Non capisco perché il mitico Lele Oriali, che ha procurato documenti falsi per far risultare comunitario Alvaro Recoba, se l’è cavata con un patteggiamento. Ma scusate, ma fare giocare un giocatore che non potrebbe scendere in campo non è alterare una partita? Se poi i miei amici interisti mi diranno che, con quel che ha combinato Recoba in quel periodo, alterava le partite contro gli interessi dell’Inter non so che farci. Non capisco perché Meani, dirigente del Milan con qualifica di “addetto agli arbitri”, organizzava cene con Collina e Galliani (che in quegli anni era presidente di lega). Per carità, una bella cena tra amici non la si nega a nessuno. Ma perché a Lodi in un ristorante chiuso sprangato? Perché Collina al telefono dice: “mi raccomando, io sono facilmente riconoscibile”? A parte che da dietro lui e Galliani si potrebbero tranquillamente scambiare con Bisio e Cevoli, ma poi che aveva da nascondere?



 

Uno che ha arbitrato finali mondiali, che ha preso decisione forti (come nella mitica acqua alta di Perugia del 2000), che è sempre stato al di sopra di ogni sospetto? Non capisco perché la telefonata del presidente Moratti ad un designatore prima di una partita in cui chiede se “il ragazzo” (l’arbitro) è preparato bene non è “rilevante ai fini del processo. Mentre quella di Moggi che chiama un collega dirigente dopo una partita, incavolato nero per una sconfitta maturata anche per colpa di clamorosi errori arbitrali di Paparesta, e sbotta dicendo: “gli ho fatto un mazzo così, l’ho chiuso nello spogliatoio e ho buttato via la chiave!” fa partire l’accusa di sequestro di persona!

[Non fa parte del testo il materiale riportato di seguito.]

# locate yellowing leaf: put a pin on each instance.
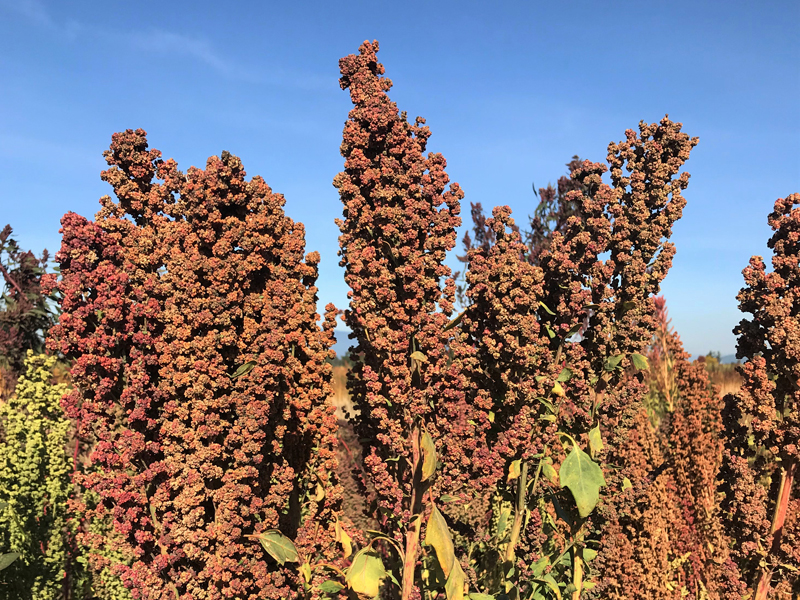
(584, 478)
(365, 573)
(319, 493)
(428, 449)
(595, 440)
(549, 472)
(640, 362)
(278, 546)
(437, 534)
(244, 369)
(456, 583)
(565, 375)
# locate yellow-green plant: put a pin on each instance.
(35, 483)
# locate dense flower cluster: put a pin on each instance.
(399, 223)
(762, 501)
(200, 378)
(35, 469)
(549, 342)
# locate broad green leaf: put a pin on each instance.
(540, 565)
(549, 472)
(244, 369)
(305, 571)
(550, 582)
(612, 362)
(330, 587)
(365, 573)
(584, 478)
(595, 440)
(7, 559)
(546, 308)
(278, 546)
(640, 362)
(428, 449)
(437, 534)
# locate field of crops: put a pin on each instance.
(175, 425)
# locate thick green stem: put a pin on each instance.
(519, 513)
(778, 519)
(412, 535)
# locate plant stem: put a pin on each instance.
(520, 510)
(412, 535)
(778, 519)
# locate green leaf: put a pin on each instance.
(7, 559)
(437, 534)
(573, 330)
(584, 478)
(595, 441)
(546, 308)
(428, 449)
(330, 587)
(365, 573)
(456, 583)
(550, 472)
(244, 369)
(550, 582)
(279, 547)
(612, 362)
(540, 565)
(640, 362)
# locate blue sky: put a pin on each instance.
(511, 90)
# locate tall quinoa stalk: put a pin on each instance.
(200, 378)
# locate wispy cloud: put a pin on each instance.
(156, 41)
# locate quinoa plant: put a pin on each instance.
(762, 421)
(35, 469)
(200, 378)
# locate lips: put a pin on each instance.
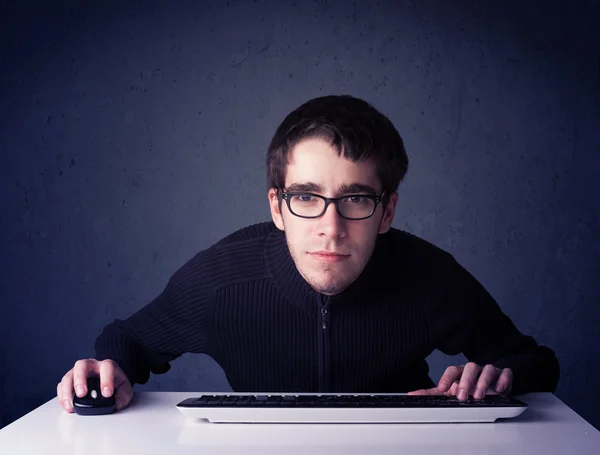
(328, 256)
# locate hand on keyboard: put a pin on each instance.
(471, 380)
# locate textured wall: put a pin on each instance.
(133, 136)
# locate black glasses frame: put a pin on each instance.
(328, 200)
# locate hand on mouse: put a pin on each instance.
(112, 379)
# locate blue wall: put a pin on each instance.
(134, 136)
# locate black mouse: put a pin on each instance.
(93, 403)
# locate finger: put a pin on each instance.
(487, 378)
(451, 375)
(123, 389)
(468, 380)
(504, 383)
(81, 371)
(454, 389)
(107, 377)
(66, 394)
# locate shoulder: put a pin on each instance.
(236, 257)
(408, 247)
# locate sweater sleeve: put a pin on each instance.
(172, 324)
(469, 321)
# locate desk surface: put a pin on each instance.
(153, 425)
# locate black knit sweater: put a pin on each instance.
(244, 303)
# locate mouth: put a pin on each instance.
(328, 256)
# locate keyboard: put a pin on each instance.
(347, 408)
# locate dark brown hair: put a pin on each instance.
(352, 126)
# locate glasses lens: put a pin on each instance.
(356, 207)
(306, 205)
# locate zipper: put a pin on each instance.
(324, 346)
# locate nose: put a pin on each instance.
(331, 224)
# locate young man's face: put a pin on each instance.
(330, 252)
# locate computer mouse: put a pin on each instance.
(93, 403)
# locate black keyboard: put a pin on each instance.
(346, 401)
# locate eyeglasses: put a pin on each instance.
(350, 207)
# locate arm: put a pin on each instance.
(172, 324)
(470, 321)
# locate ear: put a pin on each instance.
(388, 214)
(274, 205)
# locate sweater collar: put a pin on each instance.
(286, 277)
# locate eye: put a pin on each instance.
(356, 199)
(304, 197)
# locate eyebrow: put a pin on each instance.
(310, 187)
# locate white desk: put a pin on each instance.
(152, 425)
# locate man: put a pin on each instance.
(328, 297)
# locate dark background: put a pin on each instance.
(133, 135)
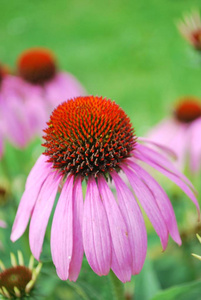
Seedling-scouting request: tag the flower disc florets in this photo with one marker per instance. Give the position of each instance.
(37, 65)
(188, 110)
(87, 136)
(18, 281)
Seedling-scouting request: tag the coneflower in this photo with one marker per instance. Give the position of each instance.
(89, 140)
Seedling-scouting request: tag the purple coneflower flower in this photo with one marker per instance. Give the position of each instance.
(20, 119)
(2, 224)
(182, 132)
(88, 141)
(38, 68)
(190, 28)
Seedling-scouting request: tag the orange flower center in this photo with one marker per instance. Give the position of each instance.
(36, 65)
(88, 135)
(17, 276)
(188, 110)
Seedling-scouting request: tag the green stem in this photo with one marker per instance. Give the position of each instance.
(117, 287)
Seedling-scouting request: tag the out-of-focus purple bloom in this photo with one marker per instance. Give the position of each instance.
(182, 133)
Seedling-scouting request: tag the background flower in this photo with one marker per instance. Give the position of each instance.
(190, 28)
(181, 133)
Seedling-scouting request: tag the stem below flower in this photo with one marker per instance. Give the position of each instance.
(117, 287)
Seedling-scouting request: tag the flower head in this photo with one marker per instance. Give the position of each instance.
(36, 65)
(181, 132)
(19, 280)
(88, 137)
(90, 140)
(190, 28)
(38, 68)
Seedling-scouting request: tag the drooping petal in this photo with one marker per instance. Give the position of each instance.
(121, 252)
(164, 148)
(26, 206)
(162, 200)
(41, 214)
(78, 250)
(62, 230)
(135, 223)
(195, 145)
(3, 224)
(149, 204)
(40, 168)
(162, 161)
(96, 232)
(170, 174)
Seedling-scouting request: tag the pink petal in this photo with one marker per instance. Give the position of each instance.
(164, 148)
(40, 168)
(62, 230)
(170, 174)
(3, 224)
(162, 201)
(162, 161)
(96, 232)
(26, 206)
(195, 145)
(1, 145)
(135, 223)
(41, 214)
(78, 250)
(121, 252)
(145, 196)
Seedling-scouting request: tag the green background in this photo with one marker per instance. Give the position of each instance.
(131, 52)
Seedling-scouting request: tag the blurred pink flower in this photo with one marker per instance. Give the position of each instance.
(190, 28)
(38, 67)
(3, 224)
(182, 133)
(21, 112)
(89, 140)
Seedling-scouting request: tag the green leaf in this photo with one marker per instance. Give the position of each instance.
(186, 291)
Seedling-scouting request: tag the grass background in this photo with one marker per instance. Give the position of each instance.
(131, 52)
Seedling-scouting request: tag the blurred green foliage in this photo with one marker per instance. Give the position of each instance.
(129, 51)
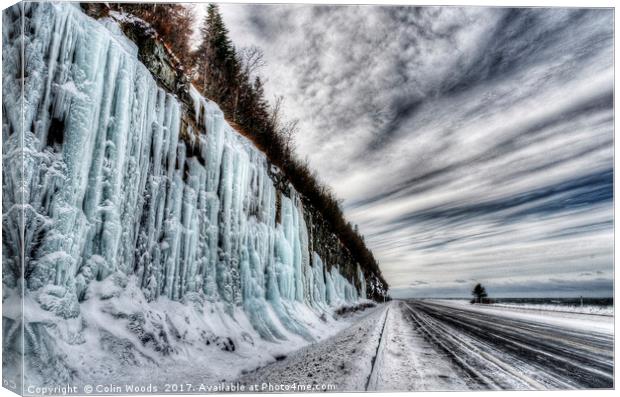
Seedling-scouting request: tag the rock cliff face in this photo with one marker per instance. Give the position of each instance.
(136, 221)
(162, 64)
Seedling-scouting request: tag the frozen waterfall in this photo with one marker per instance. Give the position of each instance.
(116, 182)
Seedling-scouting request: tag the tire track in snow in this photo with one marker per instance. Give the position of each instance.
(373, 362)
(532, 357)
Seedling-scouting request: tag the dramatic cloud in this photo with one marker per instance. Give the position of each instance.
(469, 144)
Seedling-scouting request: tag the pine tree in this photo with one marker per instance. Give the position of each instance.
(217, 65)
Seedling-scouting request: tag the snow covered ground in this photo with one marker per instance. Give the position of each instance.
(383, 351)
(555, 307)
(432, 346)
(575, 320)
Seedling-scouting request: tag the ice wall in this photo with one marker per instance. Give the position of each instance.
(113, 183)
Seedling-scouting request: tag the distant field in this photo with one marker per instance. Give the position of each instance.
(600, 306)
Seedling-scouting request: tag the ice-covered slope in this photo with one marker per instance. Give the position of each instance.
(145, 234)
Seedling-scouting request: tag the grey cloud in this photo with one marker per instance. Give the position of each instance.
(466, 142)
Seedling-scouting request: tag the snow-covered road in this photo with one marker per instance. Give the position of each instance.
(505, 351)
(422, 345)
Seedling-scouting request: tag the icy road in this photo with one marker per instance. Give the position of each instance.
(427, 345)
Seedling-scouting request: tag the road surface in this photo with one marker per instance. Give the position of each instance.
(429, 346)
(502, 352)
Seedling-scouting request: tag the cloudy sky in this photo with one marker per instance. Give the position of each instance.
(469, 144)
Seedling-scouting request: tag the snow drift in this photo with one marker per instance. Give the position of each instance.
(149, 240)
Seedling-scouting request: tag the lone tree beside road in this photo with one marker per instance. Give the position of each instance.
(479, 293)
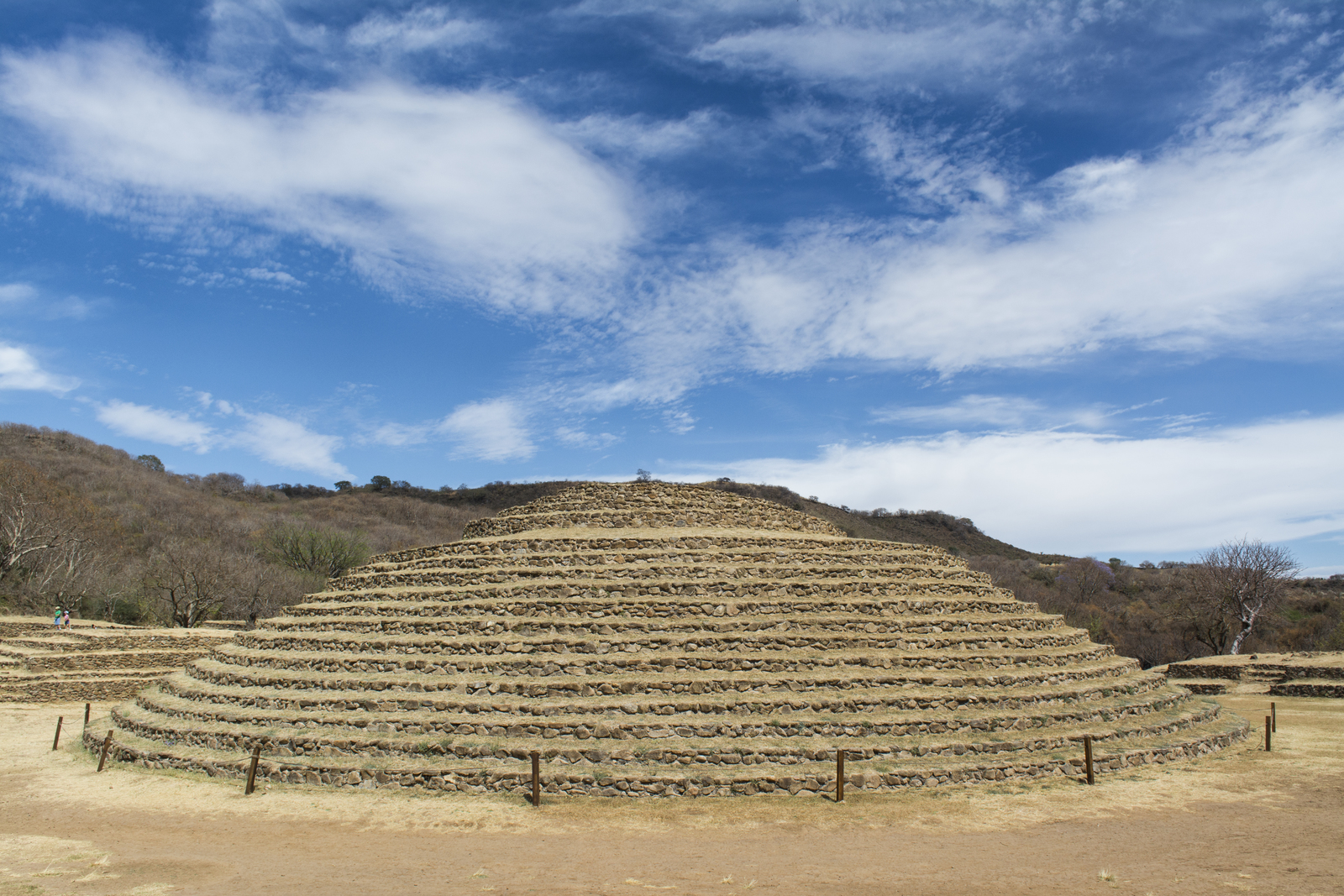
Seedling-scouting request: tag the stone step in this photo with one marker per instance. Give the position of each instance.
(1310, 688)
(1202, 685)
(591, 665)
(765, 562)
(569, 645)
(407, 622)
(598, 604)
(669, 748)
(105, 660)
(71, 689)
(837, 575)
(687, 544)
(465, 680)
(699, 720)
(561, 778)
(911, 698)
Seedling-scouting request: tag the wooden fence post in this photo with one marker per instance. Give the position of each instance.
(107, 741)
(252, 772)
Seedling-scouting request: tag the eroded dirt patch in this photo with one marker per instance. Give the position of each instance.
(1241, 821)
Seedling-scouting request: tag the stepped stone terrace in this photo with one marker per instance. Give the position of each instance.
(663, 640)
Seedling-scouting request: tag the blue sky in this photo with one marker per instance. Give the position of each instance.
(1070, 269)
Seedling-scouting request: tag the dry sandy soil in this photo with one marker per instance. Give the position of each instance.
(1241, 821)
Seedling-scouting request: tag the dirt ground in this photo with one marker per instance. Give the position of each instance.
(1240, 821)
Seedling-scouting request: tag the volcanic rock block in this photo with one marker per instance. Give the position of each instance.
(663, 640)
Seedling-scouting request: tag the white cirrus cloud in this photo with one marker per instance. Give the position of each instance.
(999, 411)
(289, 443)
(156, 425)
(1090, 493)
(491, 430)
(17, 293)
(19, 369)
(417, 29)
(842, 51)
(440, 191)
(1222, 242)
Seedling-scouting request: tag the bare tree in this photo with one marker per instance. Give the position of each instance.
(1231, 589)
(192, 579)
(1084, 582)
(47, 546)
(309, 548)
(264, 589)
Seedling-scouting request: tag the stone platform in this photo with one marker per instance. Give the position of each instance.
(89, 661)
(663, 640)
(1281, 674)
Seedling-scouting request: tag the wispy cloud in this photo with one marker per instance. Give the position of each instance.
(277, 439)
(19, 369)
(1086, 493)
(483, 199)
(289, 443)
(158, 425)
(490, 430)
(1005, 411)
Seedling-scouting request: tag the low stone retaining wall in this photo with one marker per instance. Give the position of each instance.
(1310, 688)
(580, 785)
(87, 689)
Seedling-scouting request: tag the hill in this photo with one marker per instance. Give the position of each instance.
(140, 543)
(152, 546)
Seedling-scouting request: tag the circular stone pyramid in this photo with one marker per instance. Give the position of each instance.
(662, 640)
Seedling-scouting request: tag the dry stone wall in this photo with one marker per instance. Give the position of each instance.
(734, 653)
(40, 663)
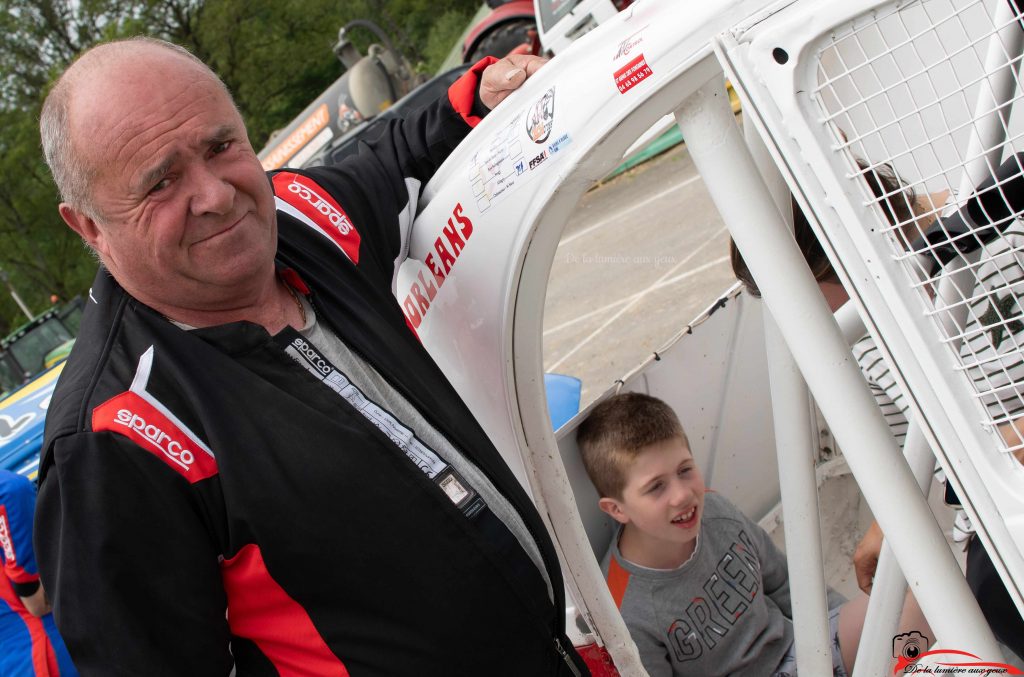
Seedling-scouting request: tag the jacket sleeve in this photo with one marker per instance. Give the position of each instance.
(379, 187)
(128, 562)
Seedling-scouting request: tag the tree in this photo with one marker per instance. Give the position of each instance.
(274, 55)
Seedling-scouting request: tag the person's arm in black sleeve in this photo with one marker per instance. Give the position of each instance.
(379, 187)
(128, 562)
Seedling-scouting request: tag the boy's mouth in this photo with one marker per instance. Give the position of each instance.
(687, 518)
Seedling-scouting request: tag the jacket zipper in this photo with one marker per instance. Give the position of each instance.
(559, 612)
(566, 658)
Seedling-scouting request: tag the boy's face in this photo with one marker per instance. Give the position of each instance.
(664, 494)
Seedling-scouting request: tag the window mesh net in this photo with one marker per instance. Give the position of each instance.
(921, 98)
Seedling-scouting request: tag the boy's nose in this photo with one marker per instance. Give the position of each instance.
(680, 494)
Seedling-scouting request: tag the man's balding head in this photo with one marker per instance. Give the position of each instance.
(97, 69)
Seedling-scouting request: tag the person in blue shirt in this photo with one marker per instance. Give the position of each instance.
(29, 640)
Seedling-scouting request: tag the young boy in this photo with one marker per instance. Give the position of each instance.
(701, 588)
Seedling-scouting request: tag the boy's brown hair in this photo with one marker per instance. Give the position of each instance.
(615, 431)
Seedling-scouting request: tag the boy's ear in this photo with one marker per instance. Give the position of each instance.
(613, 508)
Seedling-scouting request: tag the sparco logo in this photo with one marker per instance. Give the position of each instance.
(8, 547)
(311, 356)
(338, 219)
(171, 448)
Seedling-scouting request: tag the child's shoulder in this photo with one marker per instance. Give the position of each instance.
(719, 507)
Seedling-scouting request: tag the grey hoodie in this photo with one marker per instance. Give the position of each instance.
(725, 611)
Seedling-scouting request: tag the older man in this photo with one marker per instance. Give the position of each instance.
(250, 459)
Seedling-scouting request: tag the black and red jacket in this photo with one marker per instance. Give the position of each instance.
(188, 474)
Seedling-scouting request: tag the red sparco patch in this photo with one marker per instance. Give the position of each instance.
(632, 74)
(5, 539)
(130, 415)
(321, 209)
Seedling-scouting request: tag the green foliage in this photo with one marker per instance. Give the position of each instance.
(274, 55)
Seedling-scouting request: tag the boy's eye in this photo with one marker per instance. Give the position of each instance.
(653, 488)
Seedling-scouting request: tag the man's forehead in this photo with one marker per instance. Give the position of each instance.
(117, 84)
(123, 106)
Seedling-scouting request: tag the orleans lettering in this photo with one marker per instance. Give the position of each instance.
(448, 248)
(171, 448)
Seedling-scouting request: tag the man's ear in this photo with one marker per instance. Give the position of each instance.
(613, 508)
(84, 225)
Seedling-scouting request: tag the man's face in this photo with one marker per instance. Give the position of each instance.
(664, 495)
(185, 215)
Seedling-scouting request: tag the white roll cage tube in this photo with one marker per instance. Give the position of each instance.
(484, 325)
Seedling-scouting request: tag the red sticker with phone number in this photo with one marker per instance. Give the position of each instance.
(632, 74)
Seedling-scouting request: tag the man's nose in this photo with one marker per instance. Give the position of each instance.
(211, 193)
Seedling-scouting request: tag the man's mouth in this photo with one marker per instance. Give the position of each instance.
(686, 518)
(221, 231)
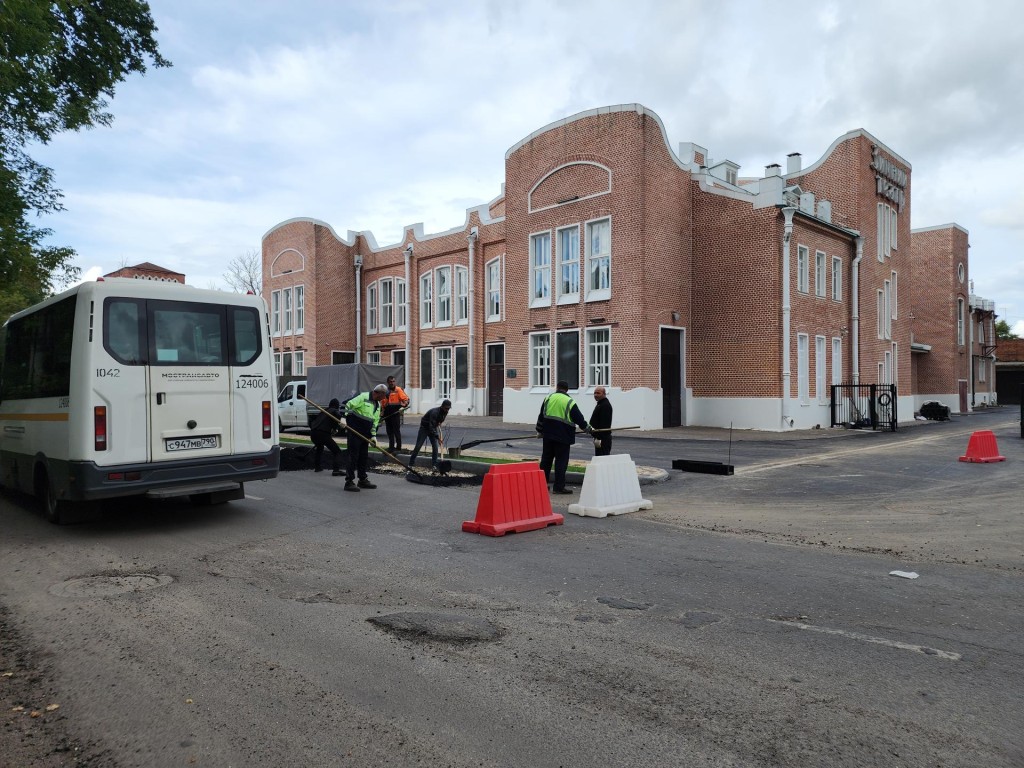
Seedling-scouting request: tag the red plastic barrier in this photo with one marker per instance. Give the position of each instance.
(514, 498)
(981, 448)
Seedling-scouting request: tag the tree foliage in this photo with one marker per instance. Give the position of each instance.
(59, 62)
(245, 272)
(1003, 331)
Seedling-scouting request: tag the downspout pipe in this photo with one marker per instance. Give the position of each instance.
(408, 253)
(855, 309)
(474, 233)
(787, 212)
(357, 263)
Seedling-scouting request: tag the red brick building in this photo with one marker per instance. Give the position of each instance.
(145, 270)
(696, 296)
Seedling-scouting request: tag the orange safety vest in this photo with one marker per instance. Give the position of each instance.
(396, 397)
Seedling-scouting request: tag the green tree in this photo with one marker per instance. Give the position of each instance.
(59, 61)
(1003, 331)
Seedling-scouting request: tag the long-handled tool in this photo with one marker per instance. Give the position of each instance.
(408, 468)
(474, 443)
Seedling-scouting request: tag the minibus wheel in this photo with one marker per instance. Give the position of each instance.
(52, 508)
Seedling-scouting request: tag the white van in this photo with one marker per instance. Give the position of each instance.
(291, 407)
(127, 387)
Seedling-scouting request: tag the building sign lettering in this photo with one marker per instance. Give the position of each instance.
(890, 180)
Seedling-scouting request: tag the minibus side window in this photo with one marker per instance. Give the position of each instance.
(187, 333)
(246, 344)
(123, 326)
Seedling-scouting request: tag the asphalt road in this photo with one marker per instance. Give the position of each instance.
(744, 621)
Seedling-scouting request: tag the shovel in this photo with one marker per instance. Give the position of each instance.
(412, 472)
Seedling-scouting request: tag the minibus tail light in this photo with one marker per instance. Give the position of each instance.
(99, 427)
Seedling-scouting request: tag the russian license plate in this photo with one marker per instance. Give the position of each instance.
(190, 443)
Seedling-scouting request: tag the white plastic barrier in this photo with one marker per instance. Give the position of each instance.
(610, 486)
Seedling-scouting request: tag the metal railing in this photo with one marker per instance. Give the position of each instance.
(863, 407)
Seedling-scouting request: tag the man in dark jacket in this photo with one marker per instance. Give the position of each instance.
(363, 415)
(429, 428)
(322, 433)
(600, 420)
(557, 422)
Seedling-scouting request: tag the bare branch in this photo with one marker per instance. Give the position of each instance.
(245, 272)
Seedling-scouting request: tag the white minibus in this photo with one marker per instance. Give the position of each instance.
(133, 387)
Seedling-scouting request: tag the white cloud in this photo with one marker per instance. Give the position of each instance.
(377, 116)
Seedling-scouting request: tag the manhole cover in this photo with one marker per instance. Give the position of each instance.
(105, 585)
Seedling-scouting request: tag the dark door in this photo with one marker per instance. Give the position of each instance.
(672, 378)
(496, 379)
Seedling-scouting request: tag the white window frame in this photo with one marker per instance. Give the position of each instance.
(443, 372)
(494, 290)
(275, 314)
(568, 264)
(894, 227)
(888, 225)
(960, 322)
(427, 300)
(837, 359)
(286, 300)
(803, 365)
(400, 302)
(892, 306)
(887, 311)
(540, 269)
(819, 273)
(387, 304)
(443, 286)
(598, 356)
(372, 308)
(560, 375)
(803, 268)
(820, 389)
(597, 293)
(461, 296)
(882, 314)
(540, 359)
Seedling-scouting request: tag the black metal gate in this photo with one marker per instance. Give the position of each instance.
(864, 407)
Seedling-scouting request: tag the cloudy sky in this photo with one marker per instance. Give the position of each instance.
(377, 115)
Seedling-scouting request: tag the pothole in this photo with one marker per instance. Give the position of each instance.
(448, 628)
(622, 603)
(107, 585)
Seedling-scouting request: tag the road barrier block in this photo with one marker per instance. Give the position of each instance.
(610, 486)
(514, 499)
(982, 450)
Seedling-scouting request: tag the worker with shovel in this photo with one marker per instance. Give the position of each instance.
(363, 416)
(556, 424)
(322, 432)
(429, 428)
(394, 403)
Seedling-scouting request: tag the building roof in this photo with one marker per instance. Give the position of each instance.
(1010, 350)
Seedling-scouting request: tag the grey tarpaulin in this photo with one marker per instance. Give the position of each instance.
(347, 380)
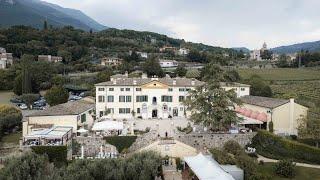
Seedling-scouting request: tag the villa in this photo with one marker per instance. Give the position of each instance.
(146, 98)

Da notare che Paparesta, indicato dall’accusa come l’anello principale del sistema, è uscito da solo e senza dover chiamare fabbri o pompieri dal suo spogliatoio quella sera. Non capisco perché Luciano Moggi era stato designato dalla FIGC come capo delegazione della nazionale ai mondiali tedeschi del 2006 dagli stessi dirigenti di una federazione che ora l’ha radiato, come non capisco cosa ci faceva Guido Rossi tra i coriandoli dello stadio di Berlino a festeggiare una squadra che era figlia naturale del sistema calcio di quegli anni.

 

Non capisco soprattutto perché nel 2006 il Milan si è difeso, la Lazio si è difesa, la Fiorentina si è difesa, mentre la proprietà della Juventus, non solo ha lasciato nel fango i suoi dirigenti, ma ha mandato un avvocato a chiedere la serie B, e tuttora continua a tacere di fronte alle tonnellate di falsità, offese, e ingiustizie che i tifosi continuano a subire da ogni organo di informazione. Insomma chiedo scusa perché se dopo 5 anni, in cui abbiamo visto arbitraggi non certo migliori, scudetti di cartone, piagnistei per scandali veri o presunti, ancora oggi tanti dirigenti del calcio, tanti giornalisti tanti politici, identificano in Luciano Moggi il male assoluto un motivo dovrà pur esserci. Vorrei solo capirlo anche io.